John Farmer said evidence from a tape has cleared officers and resolved minor complaints from students countless times.
Now he is taking things a step further with the purchase of about 20 pen cameras, inconspicuous devices that can record interactions between officers and the public.
Like the tape recorders, the pen cameras must be activated by security personnel.

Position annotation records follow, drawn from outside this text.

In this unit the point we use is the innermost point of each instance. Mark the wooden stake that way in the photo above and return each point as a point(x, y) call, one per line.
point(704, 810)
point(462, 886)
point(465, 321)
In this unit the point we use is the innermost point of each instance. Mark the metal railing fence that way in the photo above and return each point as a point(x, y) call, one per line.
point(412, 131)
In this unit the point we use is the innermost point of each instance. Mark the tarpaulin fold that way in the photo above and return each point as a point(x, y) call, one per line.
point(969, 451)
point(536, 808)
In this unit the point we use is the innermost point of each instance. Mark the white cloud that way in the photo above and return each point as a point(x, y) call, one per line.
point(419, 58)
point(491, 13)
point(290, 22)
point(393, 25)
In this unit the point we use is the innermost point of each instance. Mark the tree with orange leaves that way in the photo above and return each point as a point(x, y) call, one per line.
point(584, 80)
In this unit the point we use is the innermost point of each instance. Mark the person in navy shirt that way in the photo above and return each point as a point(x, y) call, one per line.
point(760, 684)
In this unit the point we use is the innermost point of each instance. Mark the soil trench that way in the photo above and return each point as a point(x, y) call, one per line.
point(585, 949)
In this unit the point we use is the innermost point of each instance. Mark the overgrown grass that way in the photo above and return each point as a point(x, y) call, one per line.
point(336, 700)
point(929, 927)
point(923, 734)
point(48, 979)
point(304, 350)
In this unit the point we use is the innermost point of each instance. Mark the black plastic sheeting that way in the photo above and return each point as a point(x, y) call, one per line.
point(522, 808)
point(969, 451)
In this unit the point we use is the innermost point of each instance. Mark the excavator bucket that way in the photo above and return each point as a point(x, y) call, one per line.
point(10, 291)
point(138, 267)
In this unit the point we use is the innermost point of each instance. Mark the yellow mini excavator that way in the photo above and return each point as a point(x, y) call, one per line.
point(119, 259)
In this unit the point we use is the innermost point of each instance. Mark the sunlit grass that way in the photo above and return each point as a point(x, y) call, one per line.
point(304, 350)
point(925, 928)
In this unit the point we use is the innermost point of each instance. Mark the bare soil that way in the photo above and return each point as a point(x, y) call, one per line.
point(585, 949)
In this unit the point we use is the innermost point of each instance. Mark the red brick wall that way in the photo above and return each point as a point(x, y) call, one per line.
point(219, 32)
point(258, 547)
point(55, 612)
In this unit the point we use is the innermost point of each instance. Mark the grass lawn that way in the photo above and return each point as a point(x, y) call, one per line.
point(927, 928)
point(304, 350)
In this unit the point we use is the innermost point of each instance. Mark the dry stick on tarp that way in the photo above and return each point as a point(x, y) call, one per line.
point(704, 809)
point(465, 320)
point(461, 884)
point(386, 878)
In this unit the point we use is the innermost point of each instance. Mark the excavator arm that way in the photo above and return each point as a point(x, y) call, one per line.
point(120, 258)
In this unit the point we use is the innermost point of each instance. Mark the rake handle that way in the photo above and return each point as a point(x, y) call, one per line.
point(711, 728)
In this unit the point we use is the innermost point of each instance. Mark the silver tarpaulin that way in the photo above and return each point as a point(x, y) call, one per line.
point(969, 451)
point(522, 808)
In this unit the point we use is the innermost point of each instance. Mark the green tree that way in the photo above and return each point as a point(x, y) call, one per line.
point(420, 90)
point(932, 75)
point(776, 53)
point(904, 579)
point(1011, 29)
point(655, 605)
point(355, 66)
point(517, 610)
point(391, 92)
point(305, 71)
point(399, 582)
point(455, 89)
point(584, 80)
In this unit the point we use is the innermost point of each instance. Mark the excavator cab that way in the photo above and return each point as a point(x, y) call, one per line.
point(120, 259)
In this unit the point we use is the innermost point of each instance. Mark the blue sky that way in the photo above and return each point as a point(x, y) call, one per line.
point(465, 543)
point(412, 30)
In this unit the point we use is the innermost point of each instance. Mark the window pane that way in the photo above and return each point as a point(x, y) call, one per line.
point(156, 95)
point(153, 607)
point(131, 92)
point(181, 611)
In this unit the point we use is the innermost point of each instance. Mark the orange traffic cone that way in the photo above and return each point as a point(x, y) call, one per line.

Farmer said his staff began using the pens this month and estimated that the devices can record about two hours of video.
"We want the officers to use them any time there is a confrontation that's negative or has the potential to become negative," said Farmer, 59. "That way we have proof [of what happened] if there are accusations."
Doug Bennett, the college's spokesman, said he considers the change another step toward greater safety and the faster resolution of disputes.
"If there's concern over an incident, then we have video to verify what happened," Bennett said. "It's a tool you can use to get unbiased video and decide where to go from there."
Farmer's decision comes at a time when incidents such as the shooting death of Michael Brown in Ferguson, Mo., by a police officer have law enforcement agencies across the nation reconsidering how they approach subjects who might have broken the law.
The Los Angeles Police Department initiated a program earlier this year, supplying 30 officers with body cameras, and it is expected to buy 600 more. The New York Police Department issued body cameras to 60 officers in September as part of a pilot program.
Farmer said he has long considered the use of body cameras for his security staff, but until now, the price of such devices had been too high — about $150 per camera.
At about a third of the cost, Farmer can now afford to equip his 20 officers with the video devices.
"I've been here 28 years. I've been accused. Officers have been accused for things they've said and done," he said. "It's just a tool to help everybody help get the facts right after the incident occurs."
William D'Urso writes for Times Community News.